Impacto ambiental da dieta
A produção de alimentos é responsável por uma parcela considerável das emissões globais de gases de efeito estufa, com a agricultura animal contribuindo com 82,5% dessas emissões. No Reino Unido, o setor alimentício representa cerca de 20% das emissões totais. A pesquisa destaca a necessidade de reavaliar padrões alimentares para mitigar esses impactos.
Análise de cenários alimentares
Os pesquisadores da Universidade de Bristol e da Universidade de Southampton analisaram dados de 4.000 lares britânicos para modelar cinco cenários alimentares. Entre eles, o cenário ‘SWAP’, que propõe a troca de um bife por salmão, mostrou um potencial de redução de 28% nas emissões até 2050. Outros cenários, como o ‘REDUCE’, que sugere uma diminuição geral no consumo de carne e laticínios, apresentaram reduções ainda maiores.

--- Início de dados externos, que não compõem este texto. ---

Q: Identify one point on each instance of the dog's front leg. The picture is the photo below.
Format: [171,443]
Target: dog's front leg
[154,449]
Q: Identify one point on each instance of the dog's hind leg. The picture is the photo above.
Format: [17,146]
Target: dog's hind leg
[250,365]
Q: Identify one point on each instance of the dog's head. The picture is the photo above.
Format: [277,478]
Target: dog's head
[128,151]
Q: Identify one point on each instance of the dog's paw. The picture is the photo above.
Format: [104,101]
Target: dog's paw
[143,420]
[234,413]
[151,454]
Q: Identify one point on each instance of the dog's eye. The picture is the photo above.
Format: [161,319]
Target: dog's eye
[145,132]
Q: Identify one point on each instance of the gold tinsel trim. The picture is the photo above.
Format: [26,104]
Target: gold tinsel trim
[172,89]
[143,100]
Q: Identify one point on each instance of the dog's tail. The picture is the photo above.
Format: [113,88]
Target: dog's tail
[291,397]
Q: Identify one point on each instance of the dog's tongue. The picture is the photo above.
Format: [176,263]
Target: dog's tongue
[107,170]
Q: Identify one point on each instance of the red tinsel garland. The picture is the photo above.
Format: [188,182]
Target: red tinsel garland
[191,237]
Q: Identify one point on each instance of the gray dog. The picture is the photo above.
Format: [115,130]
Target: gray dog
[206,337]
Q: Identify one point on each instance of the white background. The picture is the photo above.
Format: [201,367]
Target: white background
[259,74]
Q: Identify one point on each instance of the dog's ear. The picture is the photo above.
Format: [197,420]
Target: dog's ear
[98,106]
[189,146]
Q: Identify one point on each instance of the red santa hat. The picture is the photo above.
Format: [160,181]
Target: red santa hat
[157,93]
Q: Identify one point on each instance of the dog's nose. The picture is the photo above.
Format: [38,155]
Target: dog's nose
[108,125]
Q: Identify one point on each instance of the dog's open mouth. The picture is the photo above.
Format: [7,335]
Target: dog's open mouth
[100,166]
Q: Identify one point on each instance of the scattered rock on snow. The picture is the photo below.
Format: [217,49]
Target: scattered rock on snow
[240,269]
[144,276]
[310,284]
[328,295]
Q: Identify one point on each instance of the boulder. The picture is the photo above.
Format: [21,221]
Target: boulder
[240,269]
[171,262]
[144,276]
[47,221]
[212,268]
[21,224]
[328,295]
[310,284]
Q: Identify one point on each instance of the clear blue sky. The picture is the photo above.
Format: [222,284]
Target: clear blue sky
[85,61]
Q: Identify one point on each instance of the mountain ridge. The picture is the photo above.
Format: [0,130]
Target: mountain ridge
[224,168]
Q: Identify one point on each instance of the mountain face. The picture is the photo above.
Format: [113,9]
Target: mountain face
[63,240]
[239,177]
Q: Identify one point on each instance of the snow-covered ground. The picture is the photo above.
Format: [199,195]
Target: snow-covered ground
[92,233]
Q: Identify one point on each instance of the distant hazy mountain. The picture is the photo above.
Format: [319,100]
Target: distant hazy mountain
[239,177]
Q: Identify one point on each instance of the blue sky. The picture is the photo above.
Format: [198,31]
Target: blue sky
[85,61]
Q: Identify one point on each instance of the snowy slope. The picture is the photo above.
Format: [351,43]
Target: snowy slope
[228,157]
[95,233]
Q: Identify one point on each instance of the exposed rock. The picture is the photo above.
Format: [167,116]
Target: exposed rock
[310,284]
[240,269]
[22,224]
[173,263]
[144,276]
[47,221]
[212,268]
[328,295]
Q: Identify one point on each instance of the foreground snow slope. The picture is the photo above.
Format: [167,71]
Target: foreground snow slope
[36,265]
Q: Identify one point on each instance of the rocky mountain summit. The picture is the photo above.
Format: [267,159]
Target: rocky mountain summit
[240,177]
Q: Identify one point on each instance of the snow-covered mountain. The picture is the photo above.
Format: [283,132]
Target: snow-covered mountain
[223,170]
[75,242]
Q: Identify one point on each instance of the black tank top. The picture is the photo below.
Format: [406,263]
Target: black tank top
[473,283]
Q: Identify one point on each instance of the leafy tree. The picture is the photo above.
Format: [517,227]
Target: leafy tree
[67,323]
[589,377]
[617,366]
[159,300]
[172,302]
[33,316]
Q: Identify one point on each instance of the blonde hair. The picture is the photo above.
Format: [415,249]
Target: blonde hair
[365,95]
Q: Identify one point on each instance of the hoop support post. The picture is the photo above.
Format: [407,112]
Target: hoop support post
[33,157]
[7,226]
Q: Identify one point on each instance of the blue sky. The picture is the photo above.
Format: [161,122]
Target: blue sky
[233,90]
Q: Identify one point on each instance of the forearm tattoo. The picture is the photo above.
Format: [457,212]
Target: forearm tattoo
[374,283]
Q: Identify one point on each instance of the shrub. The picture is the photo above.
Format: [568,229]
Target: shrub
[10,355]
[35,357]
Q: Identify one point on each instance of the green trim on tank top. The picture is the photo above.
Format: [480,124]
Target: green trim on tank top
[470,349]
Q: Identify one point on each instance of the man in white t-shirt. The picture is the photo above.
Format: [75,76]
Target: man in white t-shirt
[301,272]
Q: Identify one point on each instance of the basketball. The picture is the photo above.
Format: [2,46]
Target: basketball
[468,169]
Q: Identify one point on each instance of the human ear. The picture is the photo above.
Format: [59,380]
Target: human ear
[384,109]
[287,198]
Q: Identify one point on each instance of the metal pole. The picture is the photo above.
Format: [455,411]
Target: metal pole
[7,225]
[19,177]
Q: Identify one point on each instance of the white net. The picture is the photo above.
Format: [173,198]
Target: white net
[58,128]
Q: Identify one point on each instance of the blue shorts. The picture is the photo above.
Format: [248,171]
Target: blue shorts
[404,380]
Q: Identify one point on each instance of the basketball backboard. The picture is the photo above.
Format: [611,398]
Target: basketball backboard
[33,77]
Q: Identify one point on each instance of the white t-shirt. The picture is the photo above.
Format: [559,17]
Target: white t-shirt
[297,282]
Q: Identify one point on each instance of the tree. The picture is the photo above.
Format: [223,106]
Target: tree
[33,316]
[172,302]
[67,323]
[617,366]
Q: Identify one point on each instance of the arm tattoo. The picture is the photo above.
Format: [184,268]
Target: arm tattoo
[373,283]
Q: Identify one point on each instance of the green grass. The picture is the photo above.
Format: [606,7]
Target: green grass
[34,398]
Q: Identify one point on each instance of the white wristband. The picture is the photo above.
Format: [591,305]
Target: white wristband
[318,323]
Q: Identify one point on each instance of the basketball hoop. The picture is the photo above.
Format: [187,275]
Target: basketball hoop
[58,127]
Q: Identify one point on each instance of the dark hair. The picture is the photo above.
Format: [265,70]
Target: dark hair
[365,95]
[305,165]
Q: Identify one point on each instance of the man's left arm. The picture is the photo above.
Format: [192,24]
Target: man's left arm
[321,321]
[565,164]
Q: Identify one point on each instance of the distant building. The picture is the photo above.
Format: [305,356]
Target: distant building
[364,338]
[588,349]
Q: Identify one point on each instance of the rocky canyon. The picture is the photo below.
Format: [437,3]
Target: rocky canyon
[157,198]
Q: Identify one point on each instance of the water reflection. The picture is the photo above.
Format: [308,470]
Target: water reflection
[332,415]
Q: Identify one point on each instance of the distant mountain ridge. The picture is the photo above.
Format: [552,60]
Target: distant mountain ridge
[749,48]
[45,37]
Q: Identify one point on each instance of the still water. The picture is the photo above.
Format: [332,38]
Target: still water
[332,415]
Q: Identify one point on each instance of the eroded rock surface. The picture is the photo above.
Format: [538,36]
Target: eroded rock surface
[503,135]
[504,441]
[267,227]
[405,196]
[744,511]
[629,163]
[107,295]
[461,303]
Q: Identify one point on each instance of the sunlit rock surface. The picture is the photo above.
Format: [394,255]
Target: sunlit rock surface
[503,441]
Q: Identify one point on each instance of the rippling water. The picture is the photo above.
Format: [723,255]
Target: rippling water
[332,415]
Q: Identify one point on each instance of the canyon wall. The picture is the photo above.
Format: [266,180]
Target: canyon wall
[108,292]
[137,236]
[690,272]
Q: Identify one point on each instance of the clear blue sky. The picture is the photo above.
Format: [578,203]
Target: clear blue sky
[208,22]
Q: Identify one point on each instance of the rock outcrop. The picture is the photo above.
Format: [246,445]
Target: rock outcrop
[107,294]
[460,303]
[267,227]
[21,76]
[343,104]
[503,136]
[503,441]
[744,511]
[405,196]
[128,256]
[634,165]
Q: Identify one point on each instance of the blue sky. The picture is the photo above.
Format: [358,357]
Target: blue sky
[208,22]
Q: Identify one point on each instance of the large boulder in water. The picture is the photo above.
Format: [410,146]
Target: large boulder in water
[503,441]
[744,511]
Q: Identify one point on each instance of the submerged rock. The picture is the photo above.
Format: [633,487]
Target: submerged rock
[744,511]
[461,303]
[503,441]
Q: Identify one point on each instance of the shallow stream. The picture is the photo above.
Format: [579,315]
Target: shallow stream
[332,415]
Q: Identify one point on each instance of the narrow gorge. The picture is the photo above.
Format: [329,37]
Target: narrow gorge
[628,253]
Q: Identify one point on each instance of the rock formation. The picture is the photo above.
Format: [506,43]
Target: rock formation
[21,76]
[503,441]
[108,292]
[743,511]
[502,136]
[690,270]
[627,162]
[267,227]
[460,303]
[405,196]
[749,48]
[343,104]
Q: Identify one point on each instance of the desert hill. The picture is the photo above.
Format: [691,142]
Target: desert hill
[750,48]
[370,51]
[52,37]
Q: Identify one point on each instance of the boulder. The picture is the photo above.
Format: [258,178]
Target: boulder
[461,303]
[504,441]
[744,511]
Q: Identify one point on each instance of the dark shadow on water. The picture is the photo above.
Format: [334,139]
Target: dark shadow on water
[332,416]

Resultados da troca de carne por salmão
A troca de um bife por salmão não só reduz as emissões de CO2, mas também oferece benefícios nutricionais. A pesquisa estima que essa simples mudança poderia resultar em uma redução de 7,30 kg de CO2 por pessoa por semana, o que equivale às emissões de um voo de ida e volta entre Londres e Marrakech. O estudo foi publicado na revista Environmental Research: Food Systems.
Importância das mudanças alimentares
Adotar mudanças alimentares é crucial para que países atinjam suas metas de redução de carbono. O estudo ressalta que, além de benefícios ambientais, as alterações na dieta podem melhorar a saúde pública. A pesquisa enfatiza que a implementação dessas mudanças requer apoio a agricultores e um crescimento sustentável da indústria pesqueira.
As evidências apontam que pequenas alterações nos hábitos alimentares podem ter um impacto significativo nas emissões globais. A pesquisa reforça a necessidade de uma abordagem integrada que considere tanto a saúde humana quanto a sustentabilidade ambiental.